Amid fresh signs of concern for venture capital in San Diego, we saw some local technology startups take big risks to push their business forward. Our wrap-up of the week’s innovation news begins now.

—The largest wireless communications provider in Japan, NTT DoCoMo, invested $45.5 million to acquire a 35 percent stake in PacketVideo, the last operating company remaining at San Diego’s NextWave Wireless (NASDAQ: WAVE). PacketVideo spokesman Neil Sharma told me the deal provides a key infusion of cash for NextWave, which intends to use the proceeds to pay down its debt and help fund its corporate restructuring.

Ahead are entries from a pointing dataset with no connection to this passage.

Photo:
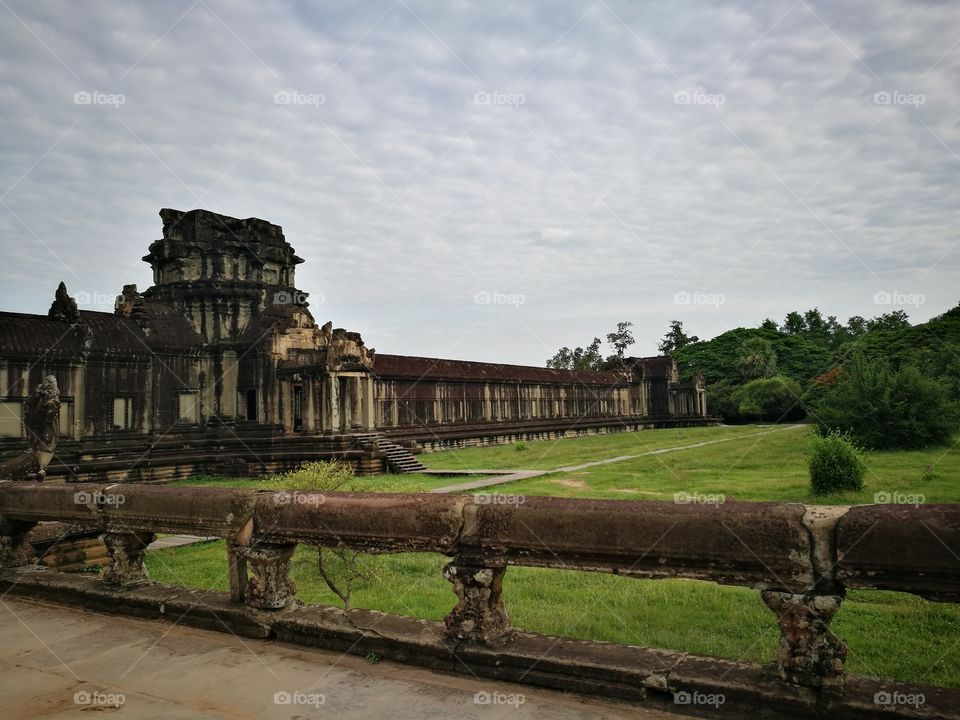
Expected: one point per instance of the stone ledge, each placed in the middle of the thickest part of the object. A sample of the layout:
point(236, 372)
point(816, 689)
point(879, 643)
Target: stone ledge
point(610, 670)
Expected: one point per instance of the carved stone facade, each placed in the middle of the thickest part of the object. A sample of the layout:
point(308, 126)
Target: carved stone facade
point(220, 366)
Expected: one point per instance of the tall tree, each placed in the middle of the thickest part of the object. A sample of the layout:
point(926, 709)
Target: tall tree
point(621, 338)
point(676, 338)
point(757, 358)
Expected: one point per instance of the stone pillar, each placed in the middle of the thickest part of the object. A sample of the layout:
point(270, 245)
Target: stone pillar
point(15, 551)
point(480, 615)
point(333, 402)
point(269, 586)
point(370, 406)
point(356, 402)
point(126, 550)
point(309, 413)
point(810, 654)
point(237, 571)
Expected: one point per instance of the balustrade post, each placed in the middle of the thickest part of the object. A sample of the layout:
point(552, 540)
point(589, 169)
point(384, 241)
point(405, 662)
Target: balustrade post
point(809, 654)
point(126, 551)
point(269, 586)
point(15, 551)
point(480, 615)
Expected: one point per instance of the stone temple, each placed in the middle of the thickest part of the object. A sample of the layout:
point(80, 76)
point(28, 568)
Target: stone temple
point(220, 367)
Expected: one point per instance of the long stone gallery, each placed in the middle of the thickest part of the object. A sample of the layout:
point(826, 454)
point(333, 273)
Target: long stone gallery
point(221, 365)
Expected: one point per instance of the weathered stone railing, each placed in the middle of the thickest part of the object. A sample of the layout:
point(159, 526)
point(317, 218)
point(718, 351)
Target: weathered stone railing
point(801, 558)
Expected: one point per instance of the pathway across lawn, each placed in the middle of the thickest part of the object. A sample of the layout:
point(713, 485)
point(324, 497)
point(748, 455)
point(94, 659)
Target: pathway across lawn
point(513, 476)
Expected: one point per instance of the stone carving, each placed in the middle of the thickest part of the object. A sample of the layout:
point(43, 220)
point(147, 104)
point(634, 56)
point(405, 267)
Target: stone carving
point(42, 424)
point(64, 307)
point(809, 654)
point(480, 615)
point(126, 552)
point(15, 551)
point(269, 586)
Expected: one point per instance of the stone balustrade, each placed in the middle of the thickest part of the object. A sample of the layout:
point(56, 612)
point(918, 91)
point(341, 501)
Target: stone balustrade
point(802, 559)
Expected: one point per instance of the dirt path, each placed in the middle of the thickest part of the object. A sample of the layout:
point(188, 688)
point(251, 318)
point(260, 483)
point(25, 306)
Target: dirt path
point(527, 474)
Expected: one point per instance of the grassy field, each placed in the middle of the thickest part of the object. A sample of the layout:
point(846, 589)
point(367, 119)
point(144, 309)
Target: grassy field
point(890, 635)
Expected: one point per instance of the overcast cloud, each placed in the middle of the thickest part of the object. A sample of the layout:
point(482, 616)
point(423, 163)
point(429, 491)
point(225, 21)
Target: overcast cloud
point(493, 180)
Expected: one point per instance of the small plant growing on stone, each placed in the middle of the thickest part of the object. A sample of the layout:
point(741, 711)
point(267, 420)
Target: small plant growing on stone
point(836, 464)
point(341, 568)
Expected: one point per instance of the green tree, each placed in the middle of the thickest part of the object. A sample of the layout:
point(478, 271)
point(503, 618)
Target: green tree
point(588, 358)
point(774, 398)
point(676, 339)
point(621, 338)
point(757, 358)
point(885, 409)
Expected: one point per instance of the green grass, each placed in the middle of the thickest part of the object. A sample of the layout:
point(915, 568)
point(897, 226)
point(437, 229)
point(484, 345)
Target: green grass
point(890, 635)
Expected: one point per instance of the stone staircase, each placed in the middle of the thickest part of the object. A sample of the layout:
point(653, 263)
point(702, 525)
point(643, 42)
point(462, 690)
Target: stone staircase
point(399, 459)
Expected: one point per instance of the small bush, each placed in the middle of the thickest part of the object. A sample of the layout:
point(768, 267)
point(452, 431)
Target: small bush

The Tech Coast Angels’ Ralph Mayer and Mike Elconin added some interesting perspective to our ongoing discussion concerning the evaporation of San Diego-based venture capital. In an Xconomy Q&A, Elconin observed that he’s seeing VCs throughout Southern California migrating to the San Francisco Bay area. He also says VC activity was trending down in San Diego even before the current recession hit.

—OK, the financials at San Diego’s Helix Wind look, uh, unfavorable. But the startup wind turbine maker is advancing its business on several fronts. The company signed a joint development agreement to create a wind turbine for an oil field injection system. Helix is acquiring Venco Power, a German maker of eggbeater wind turbines. And the company has introduced a “smart grid” wind turbine monitoring system.

BakBone Software CEO Jim Johnson told me he’s continuing to look ahead for ways to broaden the company’s core business in data storage and recovery. The San Diego-based company made two acquisitions in May—but only after BakBone had emerged from a tunnel of accounting woes that lasted more than four years. BakBone shares trade on the Nasdaq bulletin board.

—A mid-year survey by Dow Jones Private Equity Analyst shows that fundraising by U.S. venture capital firms fell to its lowest level since 2003. The survey shows 51 venture firms have raised $5.1 billion nationwide during the first six months of 2009. That’s down by almost two-thirds from the first half of 2008, when 115 VC firms raised $13.6 billion.

—Under a contract awarded by the U.S. Navy last week, San Diego’s General Atomics will develop a prototype electric motor to be installed in a guided missile destroyer for use during low-speed operations. The Pentagon said the project to develop a hybrid-electric warship is intended to demonstrate significant fuel savings.